1. Call Centers and Traffic Engineering

The Erlang distribution is a cornerstone in modeling the time intervals between incoming calls at a call center, as well as the expected duration of service. Formulas derived from the Erlang distribution (such as Erlang C) allow managers to determine the required staffing capacity during different times of the day. This precision ensures that the organization can handle the incoming calls in a timely fashion, maintaining high service quality, without incurring unnecessary losses by staffing too many employees during lulls.

2. Retail and Logistics Settings

In retail environments, the Erlang distribution is used for modeling the frequency of interpurchase times by consumers. This provides retailers and other businesses with an idea of how often a given consumer is expected to purchase a product or service from them. This predictive capacity is highly valuable for strategic inventory control, enabling businesses to optimize stock levels, and for staffing points of service, such as checkout counters, based on predicted customer flow.

Applications in Reliability and Biology

The Erlang distribution’s concept of sequential stages makes it highly applicable outside of customer service queues, particularly in analyzing complex biological and engineering processes.

3. Medical and Biological Settings

The Erlang distribution is widely used to model cell cycle time distribution, which is critical in oncology and developmental biology. Since the cell cycle involves a sequence of discrete, time-consuming phases (G1, S, G2, M), the Erlang distribution, with its integer shape parameter $k$ corresponding to the number of phases, provides a highly accurate model for the total time required to complete the cycle. This has a variety of different applications in medical settings, including predicting cell growth rates under varying conditions.

4. Reliability Engineering

In quality control and reliability analysis, the distribution models the time until failure for complex systems where failure requires the completion of several distinct, sequential wear-out or degradation stages.

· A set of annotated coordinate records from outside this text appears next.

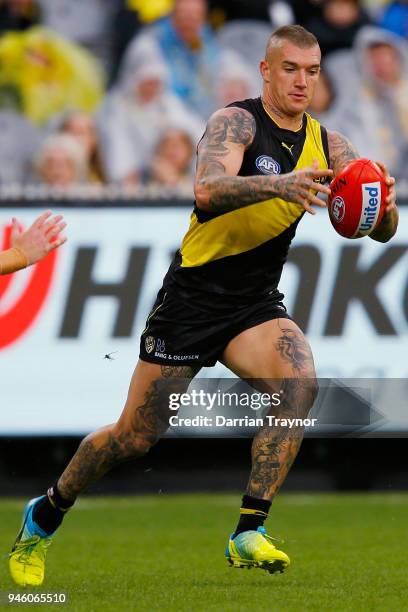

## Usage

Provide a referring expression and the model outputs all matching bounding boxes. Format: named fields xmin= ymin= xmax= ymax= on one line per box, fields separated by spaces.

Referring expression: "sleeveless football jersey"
xmin=165 ymin=98 xmax=329 ymax=298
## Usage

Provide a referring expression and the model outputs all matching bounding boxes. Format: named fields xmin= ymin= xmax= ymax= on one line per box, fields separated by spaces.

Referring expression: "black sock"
xmin=234 ymin=495 xmax=272 ymax=537
xmin=33 ymin=484 xmax=74 ymax=535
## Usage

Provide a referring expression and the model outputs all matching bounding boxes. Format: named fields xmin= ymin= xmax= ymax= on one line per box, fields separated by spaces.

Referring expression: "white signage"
xmin=0 ymin=207 xmax=408 ymax=435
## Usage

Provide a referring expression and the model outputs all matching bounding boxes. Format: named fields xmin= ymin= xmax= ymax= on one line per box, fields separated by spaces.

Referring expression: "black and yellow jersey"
xmin=165 ymin=98 xmax=329 ymax=298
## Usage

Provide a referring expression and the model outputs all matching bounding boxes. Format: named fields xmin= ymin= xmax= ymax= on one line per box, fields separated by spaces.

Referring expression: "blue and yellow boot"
xmin=9 ymin=495 xmax=53 ymax=586
xmin=225 ymin=527 xmax=290 ymax=574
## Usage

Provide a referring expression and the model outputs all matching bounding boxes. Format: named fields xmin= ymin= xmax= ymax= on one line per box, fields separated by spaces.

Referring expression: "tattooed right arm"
xmin=195 ymin=107 xmax=332 ymax=213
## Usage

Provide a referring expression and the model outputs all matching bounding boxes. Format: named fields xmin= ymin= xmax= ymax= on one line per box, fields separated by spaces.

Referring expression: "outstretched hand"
xmin=11 ymin=210 xmax=67 ymax=265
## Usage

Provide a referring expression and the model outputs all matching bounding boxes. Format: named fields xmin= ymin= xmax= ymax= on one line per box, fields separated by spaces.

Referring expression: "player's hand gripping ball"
xmin=327 ymin=159 xmax=388 ymax=238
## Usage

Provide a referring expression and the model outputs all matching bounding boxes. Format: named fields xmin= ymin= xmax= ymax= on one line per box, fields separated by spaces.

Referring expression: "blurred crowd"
xmin=0 ymin=0 xmax=408 ymax=197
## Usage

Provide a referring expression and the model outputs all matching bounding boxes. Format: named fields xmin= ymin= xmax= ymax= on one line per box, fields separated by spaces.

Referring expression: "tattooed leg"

This allows engineers to calculate the mean time between failures (MTBF) and design robust maintenance schedules, drastically improving the lifespan and operational reliability of industrial machinery and complex hardware systems.

Summary and Conclusion

The Erlang distribution stands as a powerful and indispensable tool in applied probability and statistics, bridging the theoretical gap between the simple Exponential model and the more complex Gamma distribution. Originating from the practical necessities of telephone traffic engineering, its utility has expanded vastly into modern fields requiring the analysis of sequential, time-dependent processes.

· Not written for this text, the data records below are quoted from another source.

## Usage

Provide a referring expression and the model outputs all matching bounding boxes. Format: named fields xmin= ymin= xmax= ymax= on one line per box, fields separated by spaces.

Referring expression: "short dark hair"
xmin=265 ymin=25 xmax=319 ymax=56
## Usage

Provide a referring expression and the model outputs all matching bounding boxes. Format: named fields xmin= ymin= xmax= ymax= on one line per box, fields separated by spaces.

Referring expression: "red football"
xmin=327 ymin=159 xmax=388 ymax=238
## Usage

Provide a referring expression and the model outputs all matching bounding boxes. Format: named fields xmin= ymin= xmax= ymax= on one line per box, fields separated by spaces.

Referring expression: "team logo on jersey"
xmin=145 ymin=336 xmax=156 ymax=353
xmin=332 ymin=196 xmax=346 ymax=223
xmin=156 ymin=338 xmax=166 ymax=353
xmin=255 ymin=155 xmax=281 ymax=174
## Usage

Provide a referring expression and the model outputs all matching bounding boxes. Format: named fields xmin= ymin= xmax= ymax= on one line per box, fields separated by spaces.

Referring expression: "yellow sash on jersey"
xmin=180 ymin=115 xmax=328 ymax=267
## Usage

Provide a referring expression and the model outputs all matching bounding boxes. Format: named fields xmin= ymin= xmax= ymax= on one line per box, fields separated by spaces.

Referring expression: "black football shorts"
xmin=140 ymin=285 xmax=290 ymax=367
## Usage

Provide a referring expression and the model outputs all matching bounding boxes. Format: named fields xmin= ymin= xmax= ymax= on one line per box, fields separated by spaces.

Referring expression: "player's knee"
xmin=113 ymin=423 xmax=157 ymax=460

Its strength lies in its ability to model the waiting time for the $k$-th event in a Poisson process, offering a realistic framework for systems involving multiple, discrete stages. By effectively manipulating the integer shape parameter $k$ and the rate parameter $lambda$, analysts can accurately describe phenomena ranging from call center congestion to product reliability and biological growth rates, ensuring optimized operational efficiency across numerous industries.